When: Wed, 22.06.2022 2:30 PM until Thu, 23.06.2022 6:15 PM
Where: Digital
The term ‘binding waste’ encompasses any number of written artefacts that were reused (as pastedowns, sewing guards, spine linings, coverings, etc.) to construct a new codex. This practice of reusing documents and book fragments was often a highly meaningful practice that went well beyond mere ‘waste recycling’, allowing us to observe how new users ascribed new meanings to them. Importantly, reuse practices have preserved the texts and objects that illuminate changing reading practices, literary tastes, and documentary cultures. Yet, researchers of such practices and artefacts face unique material and methodological challenges. Most obviously, the reused materials’ original context — e.g., geographical provenance, evidence of users, even text identification — was obfuscated when manuscript producers transformed the remnants of now-lost volumes or document collections into the structural components of new codices. Often, the context is doubly obscured because 19th- and 20th-century users extracted the reused material from codices to access texts that would have otherwise remained hidden, without adequately documenting the deconstruction process. A major challenge for the field is thus to continue developing non-invasive methods to study reuse practices, identify new texts, and reconstruct objects.

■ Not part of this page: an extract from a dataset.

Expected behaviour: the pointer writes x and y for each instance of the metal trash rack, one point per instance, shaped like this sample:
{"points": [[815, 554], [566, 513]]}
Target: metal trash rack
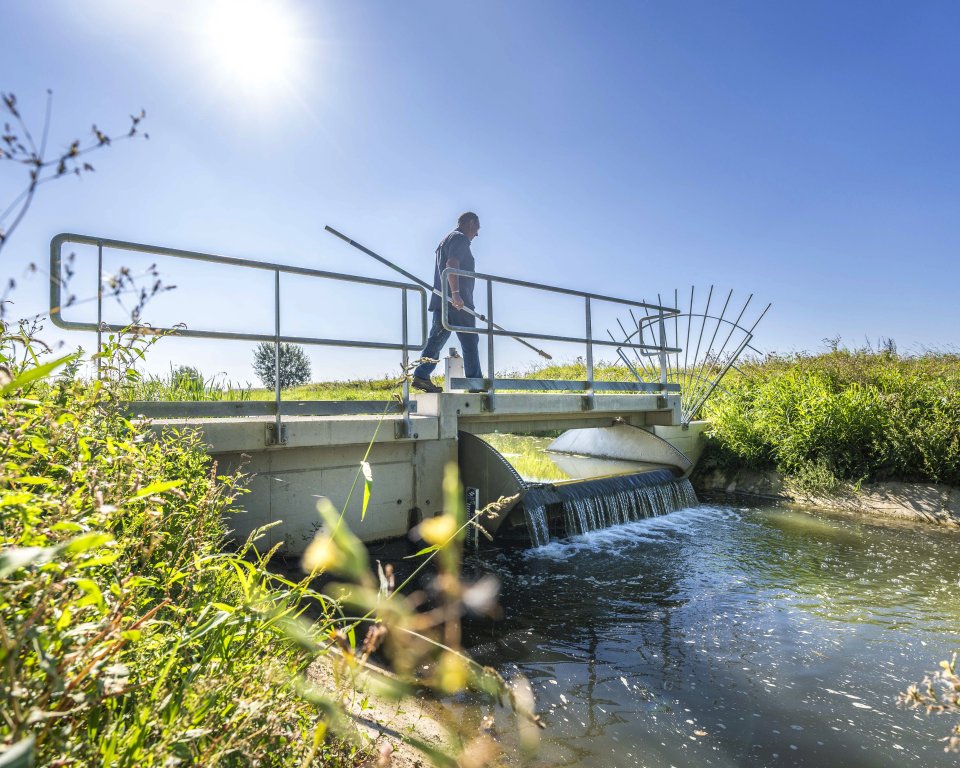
{"points": [[275, 431]]}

This workshop gathers together scholars from the physical sciences and the humanities to generate dialogue on the challenges posed by reused binding material, as well as some of the existing solutions. It comes at a time when the field is experiencing exciting developments. Libraries, for example, are rapidly cataloguing and digitizing the binding fragments in their collections, making it possible to digitally reunite countless disparate fragments. Methods are being developed to discern the original context of disbound fragments from the few remaining clues. Scientists, meanwhile, are repurposing existing technologies — such as CT and micro-CT scanning, infrared thermography (IRT), and macro X-ray fluorescence (XRF) spectroscopy — to enable scholars to read the fragments’ text non-invasively through the exterior binding. This workshop aims to bring these interdisciplinary approaches together to gauge the state of the field and develop new avenues of research.